Taking ANEL out of the coalition could threatened to topple the government unless Tsipras can find another partner or decides to stay on as a minority government without enough votes to control Parliament.
ANEL’s seven votes, alone with one from an alleged Independent, give the government a scant three-vote majority in the 300-member body but Tsipras would need votes of rival parties to get legislation passed if Kammenos bolts.
With ANEL at only about 1 percent in polls after he too joined Tsipras in reneging on anti-austerity votes so he could become Defense Minister, Kammenos faces the prospect of not returning to Parliament in elections this year, which requires a 3 percent standard.
Kammenos may set some conditions to Tsipras in order to ensure that a likely break is not vindictive, the paper said, such as getting assurance all of his party’s ministers are forced out of the government and not allowed to join SYRIZA in the elections.
If that is agreed, it was reported that Kammenos would consider letting ANEL MPs vote the way they want if a no-confidence vote is brought against Tsipras by the major opposition New Democracy party he unseated but now has big leads in polls.

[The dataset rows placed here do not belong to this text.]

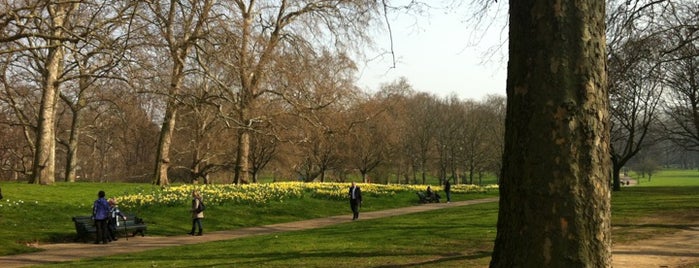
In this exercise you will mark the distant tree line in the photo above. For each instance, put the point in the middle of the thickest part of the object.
(229, 91)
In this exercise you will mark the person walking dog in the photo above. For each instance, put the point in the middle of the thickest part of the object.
(355, 196)
(197, 213)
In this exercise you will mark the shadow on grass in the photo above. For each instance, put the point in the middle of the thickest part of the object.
(292, 259)
(690, 227)
(475, 256)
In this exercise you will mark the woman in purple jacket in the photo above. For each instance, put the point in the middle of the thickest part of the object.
(100, 214)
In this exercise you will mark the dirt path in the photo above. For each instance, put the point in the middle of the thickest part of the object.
(678, 250)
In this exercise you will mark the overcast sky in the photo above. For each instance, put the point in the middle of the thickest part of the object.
(439, 52)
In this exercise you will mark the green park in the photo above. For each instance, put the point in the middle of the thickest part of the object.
(449, 237)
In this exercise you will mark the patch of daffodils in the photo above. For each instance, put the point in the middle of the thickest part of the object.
(270, 192)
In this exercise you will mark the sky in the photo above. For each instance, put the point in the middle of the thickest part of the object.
(441, 53)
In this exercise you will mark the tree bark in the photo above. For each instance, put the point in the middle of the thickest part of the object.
(554, 194)
(44, 166)
(162, 161)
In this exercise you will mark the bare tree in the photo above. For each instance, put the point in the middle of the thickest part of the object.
(262, 30)
(176, 26)
(682, 102)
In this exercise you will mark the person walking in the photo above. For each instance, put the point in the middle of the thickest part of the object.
(447, 190)
(100, 214)
(114, 215)
(355, 196)
(197, 213)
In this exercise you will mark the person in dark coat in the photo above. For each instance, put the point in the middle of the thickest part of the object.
(100, 214)
(355, 196)
(114, 215)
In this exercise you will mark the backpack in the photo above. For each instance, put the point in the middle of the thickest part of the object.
(201, 206)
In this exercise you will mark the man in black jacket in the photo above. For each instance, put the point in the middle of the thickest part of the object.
(355, 195)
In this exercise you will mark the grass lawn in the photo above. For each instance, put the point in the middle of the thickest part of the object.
(451, 237)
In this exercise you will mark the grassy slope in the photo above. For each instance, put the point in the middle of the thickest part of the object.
(454, 237)
(31, 213)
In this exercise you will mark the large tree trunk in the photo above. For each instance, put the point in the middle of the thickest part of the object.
(72, 155)
(554, 194)
(44, 167)
(162, 163)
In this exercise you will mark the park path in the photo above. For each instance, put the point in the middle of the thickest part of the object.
(678, 250)
(63, 252)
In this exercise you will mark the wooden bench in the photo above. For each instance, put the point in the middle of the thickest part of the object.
(427, 199)
(85, 226)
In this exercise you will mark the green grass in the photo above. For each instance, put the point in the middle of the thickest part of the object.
(451, 237)
(35, 213)
(674, 178)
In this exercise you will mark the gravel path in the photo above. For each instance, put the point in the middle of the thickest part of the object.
(679, 250)
(73, 251)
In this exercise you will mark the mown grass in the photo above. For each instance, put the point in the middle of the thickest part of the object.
(33, 213)
(451, 237)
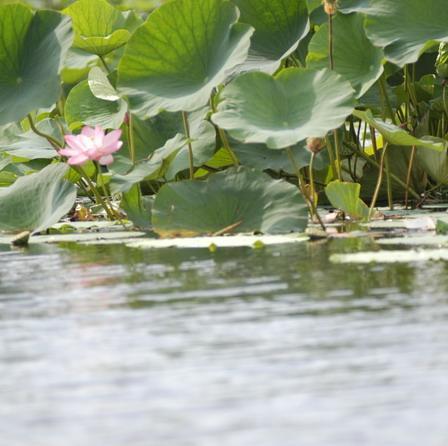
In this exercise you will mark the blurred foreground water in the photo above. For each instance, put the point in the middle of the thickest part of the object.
(106, 345)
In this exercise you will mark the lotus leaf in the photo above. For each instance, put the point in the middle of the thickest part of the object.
(282, 110)
(355, 58)
(237, 200)
(32, 52)
(279, 27)
(182, 52)
(405, 28)
(37, 201)
(99, 27)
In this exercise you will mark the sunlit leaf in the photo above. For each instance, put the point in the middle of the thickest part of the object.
(236, 200)
(32, 51)
(283, 110)
(37, 201)
(279, 27)
(99, 27)
(355, 58)
(184, 50)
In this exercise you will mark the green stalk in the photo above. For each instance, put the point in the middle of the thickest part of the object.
(223, 136)
(385, 96)
(54, 142)
(331, 63)
(390, 199)
(225, 141)
(190, 147)
(93, 188)
(301, 184)
(392, 176)
(408, 176)
(103, 61)
(378, 184)
(330, 154)
(131, 138)
(311, 173)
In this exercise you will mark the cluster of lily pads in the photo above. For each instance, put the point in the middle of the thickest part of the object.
(219, 116)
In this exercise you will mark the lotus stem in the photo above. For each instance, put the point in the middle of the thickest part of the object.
(408, 176)
(392, 176)
(311, 173)
(103, 61)
(330, 42)
(385, 96)
(54, 142)
(225, 141)
(331, 155)
(378, 183)
(302, 188)
(93, 188)
(390, 199)
(131, 138)
(190, 147)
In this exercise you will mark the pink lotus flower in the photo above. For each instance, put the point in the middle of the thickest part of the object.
(92, 144)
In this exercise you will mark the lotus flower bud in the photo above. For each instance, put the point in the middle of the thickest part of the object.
(315, 145)
(330, 6)
(442, 61)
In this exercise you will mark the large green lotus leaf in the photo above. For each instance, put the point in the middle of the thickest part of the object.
(279, 27)
(185, 49)
(405, 28)
(283, 110)
(435, 164)
(399, 157)
(100, 85)
(82, 107)
(242, 199)
(137, 207)
(398, 136)
(29, 145)
(355, 58)
(151, 169)
(77, 65)
(167, 131)
(261, 157)
(37, 201)
(346, 196)
(99, 27)
(32, 51)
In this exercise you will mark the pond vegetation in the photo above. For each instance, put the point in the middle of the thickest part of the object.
(214, 117)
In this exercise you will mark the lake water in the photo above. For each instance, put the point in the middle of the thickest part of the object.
(104, 345)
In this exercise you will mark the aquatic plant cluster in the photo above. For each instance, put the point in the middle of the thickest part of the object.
(218, 116)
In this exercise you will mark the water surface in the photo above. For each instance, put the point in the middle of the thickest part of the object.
(104, 345)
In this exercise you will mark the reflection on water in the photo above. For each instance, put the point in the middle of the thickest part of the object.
(106, 345)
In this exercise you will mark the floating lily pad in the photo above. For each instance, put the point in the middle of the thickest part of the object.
(236, 200)
(283, 110)
(425, 240)
(37, 201)
(83, 108)
(279, 27)
(345, 196)
(100, 85)
(355, 58)
(88, 237)
(184, 50)
(234, 241)
(32, 52)
(411, 256)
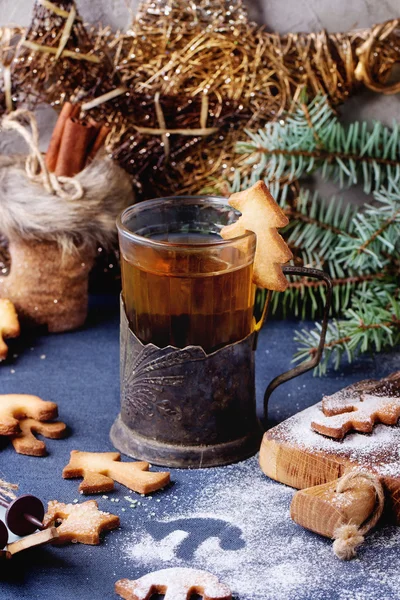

Kammenos though was said to still expect his lawmakers to vote against the FYROM deal but didn’t say what he would do if they defy him.
All that comes after reports that reports said Kammenos had indicated he was ready to quit the government as his post as Defense Minister. Asked what he would do, he was evasive, saying only that, “I will do what is right,” without explaining himself.
Later he said that, “I am not an outgoing minister nor am I about to resign,” which came during a parliamentary session over F-16 upgrade offsets that upset New Democracy, which said those could lead to mismanagement of Defense Ministry contracts.